Since attending the Reading for Pleasure/UKLA conference at Ash Grove Academy in November 2017 with colleague and fellow Evidence Lead in Education Emily Crumbleholme, I have begun to develop RfP Pedagogies in my own school, Peover Superior. This initially involved a constant drip –drip approach’ to RfP– reading aloud for pleasure, creating a relaxed reading environment in the classrooms, encouraging book ‘Blether’ and independent reading. Using the wealth of resources available on the OU website and dipping into the research from Professor Teresa Cremin (Professor of Education at the Open University) I experimented with different approaches in school. Emily Crumbleholme was given to freedom to develop different pedagogies further with her class. She conducted a small scale research project and successfully won the UKLA/Egmont Reading for Pleasure Teacher of Year (early Career award) as a result.

It was therefore an easy decision to make when I was approached by Megan Dixon, Director of the Aspirer Research School to support a joint venture between schools and Prof Cremin in developing a whole school CPD research and development programme for RfP with a view to creating a whole school CPD resource for the Open University.

Five schools from the Aspire Educational Trust are now embarking on an exciting research and development project. Lead teachers from Puss Bank Primary School, Holmes Chapel Primary School, Victoria Road Primary School, Park Royal Academy and Peover Superior Primary School are engaging in the most recent research around RfP in order to affect whole school culture change.

At our first meeting at the beginning of September the Lead Teachers dipped their toes into Building Communities of Engaged Readers by Teresa Cremin, Marilyn Mottram, Fiona M. Collins, Sacha Powell and Kimberly Stafford, as well as looking at articles on the OU RfP website and the UKLA’s Literacy journal. They were also encouraged to share their favourite books and were gifted books by children’s authors Kate DiCamillo and Emma Carroll. Megan Dixon and Teresa Cremin talked passionately about RfP pedagogies and supported the teachers in unpicking important baseline data – from the children and staff.

Several different baselines assessments have been carried out in each school, the findings of which will be used to inform each schools development plan using the Logic Model approach. The first baseline has been used by class teachers as an assessment based on the Read on Get research – What it means to be a reader at age 11 – values, skills, affective components and behavioural processes. (Dec 2017 Christina Clark and Anne Teravaine NLT) Teachers have looked at behaviours such as children’s enjoyment of reading, how well children identify themselves as readers, have often children read and whether they read widely.
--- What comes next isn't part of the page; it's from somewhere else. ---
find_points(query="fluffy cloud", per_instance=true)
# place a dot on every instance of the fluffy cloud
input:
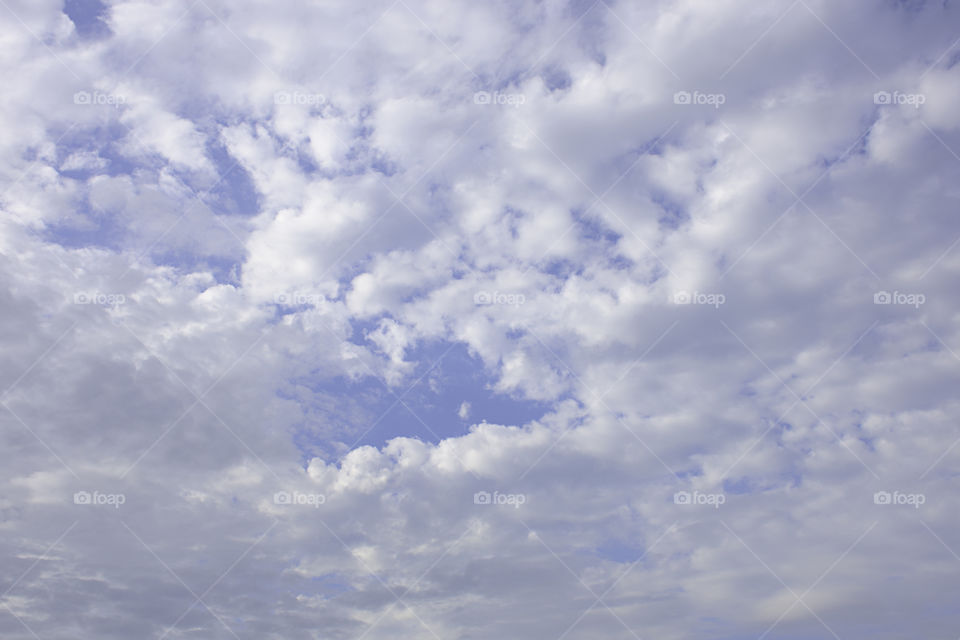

As well as this, pupil surveys haven been carried out to determine the children’s perceptions of themselves as a reader and how they see others. With questions such as Where do you read?  Who is your favourite author? So you see your teacher read? The pupil surveys are proving to be extremely interesting reading.

Finally, teachers own practice has been examined using the Review your Practice document

Over the coming weeks, my role as ELE is to support each Lead Teacher and the senior leadership of each school in using the evidence base to develop a clear plan for whole school development of RfP, underpinned by the DFE’s Standards for teachers’ professional development July 2016.

The Research and Development programme will be:

·        underpinned by robust evidence

·        ensure collaboration and expert challenge

·        be sustained over time

·        priories by school leadership

·        focusing on evaluating and prioritising pupil outcomes.

At the end of October, a joint development day with all the schools and Teresa Cremin delivering a key note speech will introduce all staff to the principals of RfP as well as a range of collaborative workshops. I am really looking forward to seeing the learning community evolve across the 5 schools and joining each school on its journey to develop an RfP ethos for all.